In his admirable little book, Euripides and his Age (1913), Prof. Murray repeats his account of the Bacchæ with some additions and modifications. He adheres to the “heartfelt glorification of Dionysus,” but adds (p. 188): “No doubt it is Dionysus in some private sense of the poet’s own ... some spirit of ... inspiration and untrammelled life. The presentation is not consistent, however magical the poetry.” As to the theory that “the veteran free-lance of thought ... now saw the error of his ways and was returning to orthodoxy,” he pronounces that “Such a view strikes us now as almost childish in its incompetence” (p. 190). He also reminds us that “the whole scheme of the play is given by the ancient ritual.... All kinds of small details which seemed like ... rather fantastic invention on the part of Euripides are taken straight from Æschylus or the ritual, or both.... The Bacchæ is not free invention; it is tradition” (pp. 182–84). And in sum: “It is well to remember that, for all his lucidity of language, Euripides is not lucid about religion” (p. 190).

In conclusion we may ask, How could he be? He wrote plays for the Greek stage, which had its very roots in religious tradition, and was run for the edification of a crudely believing populace. It is much that in so doing Euripides could a hundred times challenge the evil religious ethic given him for his subject-matter; and his lasting vogue in antiquity showed that he had a hold on the higher Greek conscience which no other dramatist ever possessed.

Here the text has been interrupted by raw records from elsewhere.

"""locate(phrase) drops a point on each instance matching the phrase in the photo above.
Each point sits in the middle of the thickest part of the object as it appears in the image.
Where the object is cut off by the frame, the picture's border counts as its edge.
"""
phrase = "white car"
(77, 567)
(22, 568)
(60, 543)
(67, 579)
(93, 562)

But while Euripides must thus have made a special appeal to the reflecting minority even in his own day, it is clear that he was not at first popular with the many; and his efforts, whatever he may have hoped to achieve, could not suffice to enlighten the democracy. The ribald blasphemies of his enemy, the believing Aristophanes,[247] could avail more to keep vulgar religion in credit than the tragedian’s serious indictment could effect against it; and they served at the same time to belittle Euripides for the multitude in his own day. Aristophanes is the typical Tory in religion; non-religious himself, like Swift, he hates the honestly anti-religious man; and he has the crowd with him. The Athenian faith, as a Catholic scholar remarks,[248] “was more disposed to suffer the buffooneries of a comedian than the serious negation of a philosopher.” The average Greek seemed to think that the grossest comic impiety did no harm, where serious negation might cause divine wrath.[249] And so there came no intellectual salvation for Athens from the drama which was her unique achievement. The balance of ignorance and culture was not changed. Evidently there was much rationalism among the studious few. Plato in the Laws[250] speaks both of the man-about-town type of freethinker and of those who, while they believe in no Gods, live well and wisely and are in good repute. But with Plato playing the superior mind and encouraging his fellow-townsmen to believe in the personality of the sun, moon, and planets, credulity could easily keep the upper hand.[251] The people remained politically unwise and religiously superstitious, the social struggle perpetuating the division between leisure and toil, even apart from the life of the mass of slaves; while the eternal pre-occupation of militarism left even the majority of the upper class at the intellectual level natural to military life in all ages. There came, however, a generation of great intellectual splendour following on that of the supreme development of drama just before the fall of Greek freedom. Athens had at last come into the heritage of Greek philosophic thought; and to the utterance of that crowning generation the human retrospect has turned ever since. This much of renown remains inalienable from the most renowned democracy of the ancient world.